In Orlando, the number of children living in poverty has risen by about 50 percent, from 82,000 to 116,000, since the start of the recession. (Photo: Wikimedia Commons.)

By Ralph De La Cruz
Florida Center for Investigative Reporting

The U.S. Census Bureau’s 2010 American Community Survey, which looks at family incomes, found that the poverty rate is at 15.3 percent nationwide. That’s a 52-year high. And yet, in Florida, it’s significantly worse (16.5 percent) than even that.

And like local report cards, the depth of the drop was described in newspaper accounts across Florida.

In Orlando, the number of children living in poverty has risen by about 50 percent, from 82,000 to 116,000, since the start of the recession.

In Lee and Collier counties, a quarter of children live in poverty.

It was the same 25 percent story in Miami-Dade and Alachua counties, while the poverty rate for children in Broward and Palm Beach counties were comparatively milder at 20 percent. Comparatively.

In Sarasota County, the poverty rate jumped an astounding 62 percent in the past four years. And today, more than 1,200 elementary-school students in the county are homeless.

In areas of Tampa Bay, the poverty rate jumped from 15 to 40 percent. And one section of downtown Tampa saw poverty move up from an already startling 68 percent to a mind-numbing 86 percent.

So, as bad as things are in the United States, they’re worse in Florida. And as bad as they are throughout the state, they’re absolutely devastating in Florida’s urban areas and suburbs. And remember, that’s where more than 90 percent of Floridians live.

“Our suburbs are growing faster than our cities, but it’s not just that,” said Elizabeth Kneebone, a senior research associate with the Brookings Institution who worked on an analysis of poverty in the suburbs that was released earlier last month. “The poor population overall is growing faster … in the suburbs.”

And while Florida’s poverty boomed, on what did Tallahassee focus? Reducing what is already one of the lowest state corporate tax rates in the country. Requiring welfare applicants and state workers (but not themselves) to take drug tests.
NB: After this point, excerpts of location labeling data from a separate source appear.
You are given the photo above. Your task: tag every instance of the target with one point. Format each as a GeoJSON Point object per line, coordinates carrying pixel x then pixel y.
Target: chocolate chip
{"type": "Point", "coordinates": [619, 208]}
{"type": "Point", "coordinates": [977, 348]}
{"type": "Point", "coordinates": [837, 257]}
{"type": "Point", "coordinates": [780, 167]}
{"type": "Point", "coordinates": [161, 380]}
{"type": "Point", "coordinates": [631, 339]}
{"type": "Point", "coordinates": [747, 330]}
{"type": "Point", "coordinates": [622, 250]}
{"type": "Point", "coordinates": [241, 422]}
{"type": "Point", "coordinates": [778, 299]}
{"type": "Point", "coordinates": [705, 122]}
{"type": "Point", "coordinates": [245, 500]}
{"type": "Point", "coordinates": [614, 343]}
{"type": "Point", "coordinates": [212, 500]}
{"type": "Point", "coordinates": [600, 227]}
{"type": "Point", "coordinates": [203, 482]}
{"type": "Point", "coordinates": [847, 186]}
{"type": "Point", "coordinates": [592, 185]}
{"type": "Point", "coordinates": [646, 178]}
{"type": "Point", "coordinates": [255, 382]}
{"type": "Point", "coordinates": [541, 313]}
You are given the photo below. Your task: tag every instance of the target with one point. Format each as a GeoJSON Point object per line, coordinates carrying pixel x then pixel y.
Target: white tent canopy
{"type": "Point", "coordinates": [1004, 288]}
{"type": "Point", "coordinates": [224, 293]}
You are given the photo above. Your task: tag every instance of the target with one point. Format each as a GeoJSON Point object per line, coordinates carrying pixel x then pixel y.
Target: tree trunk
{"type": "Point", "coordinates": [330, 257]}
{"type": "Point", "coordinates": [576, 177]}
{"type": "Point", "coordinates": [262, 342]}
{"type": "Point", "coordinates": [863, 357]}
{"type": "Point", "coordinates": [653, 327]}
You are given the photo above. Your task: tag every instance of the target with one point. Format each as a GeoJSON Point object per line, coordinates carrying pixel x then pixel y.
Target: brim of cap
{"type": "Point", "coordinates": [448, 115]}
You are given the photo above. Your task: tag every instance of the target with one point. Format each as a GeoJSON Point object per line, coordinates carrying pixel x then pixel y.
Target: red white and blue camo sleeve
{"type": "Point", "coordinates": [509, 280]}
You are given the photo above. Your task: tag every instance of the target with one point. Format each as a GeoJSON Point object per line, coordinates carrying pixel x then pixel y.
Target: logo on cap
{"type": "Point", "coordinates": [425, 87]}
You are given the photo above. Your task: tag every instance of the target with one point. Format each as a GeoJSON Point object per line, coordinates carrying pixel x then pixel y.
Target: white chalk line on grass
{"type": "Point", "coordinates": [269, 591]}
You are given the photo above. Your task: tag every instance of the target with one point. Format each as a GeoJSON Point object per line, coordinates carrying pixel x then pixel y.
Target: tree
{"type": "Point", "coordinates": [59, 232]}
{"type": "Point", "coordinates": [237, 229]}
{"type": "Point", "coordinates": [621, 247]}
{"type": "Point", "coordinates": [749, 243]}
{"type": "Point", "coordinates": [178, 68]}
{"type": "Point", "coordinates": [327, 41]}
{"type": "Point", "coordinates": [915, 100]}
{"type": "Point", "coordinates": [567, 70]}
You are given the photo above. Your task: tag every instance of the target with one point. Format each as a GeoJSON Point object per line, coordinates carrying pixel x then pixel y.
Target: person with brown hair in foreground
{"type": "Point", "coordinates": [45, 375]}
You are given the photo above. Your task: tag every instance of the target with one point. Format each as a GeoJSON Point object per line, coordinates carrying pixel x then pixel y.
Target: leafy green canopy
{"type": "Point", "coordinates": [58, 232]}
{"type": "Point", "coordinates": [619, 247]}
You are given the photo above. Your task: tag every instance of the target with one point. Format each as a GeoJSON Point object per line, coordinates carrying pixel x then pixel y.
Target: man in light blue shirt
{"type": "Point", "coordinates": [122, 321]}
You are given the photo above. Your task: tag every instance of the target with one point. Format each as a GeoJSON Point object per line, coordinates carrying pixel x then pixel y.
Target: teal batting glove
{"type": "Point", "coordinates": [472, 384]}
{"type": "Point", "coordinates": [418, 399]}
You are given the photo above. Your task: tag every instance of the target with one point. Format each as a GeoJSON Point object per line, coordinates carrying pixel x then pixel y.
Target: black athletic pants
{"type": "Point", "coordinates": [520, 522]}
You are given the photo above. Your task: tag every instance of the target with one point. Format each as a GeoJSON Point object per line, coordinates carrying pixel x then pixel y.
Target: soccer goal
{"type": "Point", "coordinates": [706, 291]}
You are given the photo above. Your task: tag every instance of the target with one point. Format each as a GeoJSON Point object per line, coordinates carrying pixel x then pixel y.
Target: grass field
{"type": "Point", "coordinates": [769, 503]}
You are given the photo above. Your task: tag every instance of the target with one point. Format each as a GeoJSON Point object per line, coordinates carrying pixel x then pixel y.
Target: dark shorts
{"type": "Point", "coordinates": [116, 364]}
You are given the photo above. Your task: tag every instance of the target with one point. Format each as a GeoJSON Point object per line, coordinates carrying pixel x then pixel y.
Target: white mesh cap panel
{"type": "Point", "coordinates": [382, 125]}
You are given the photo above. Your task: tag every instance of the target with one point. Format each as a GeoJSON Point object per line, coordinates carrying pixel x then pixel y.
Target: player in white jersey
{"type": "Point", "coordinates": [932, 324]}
Denying an extension of jobless benefits for the long-term unemployed. Cutting money from public education, while sending more to charter and private schools. Telling doctors what they can’t say to their patients in the examining room. And fighting voter-approved mandates in court.

Next up in the 2012 session: casino gambling and personal injury protection insurance.

Meanwhile, 20 to 25 percent of the children in Florida cities are living in poverty. And no relief in sight.

This is no longer a problem. It’s a crisis — and not just of the economy.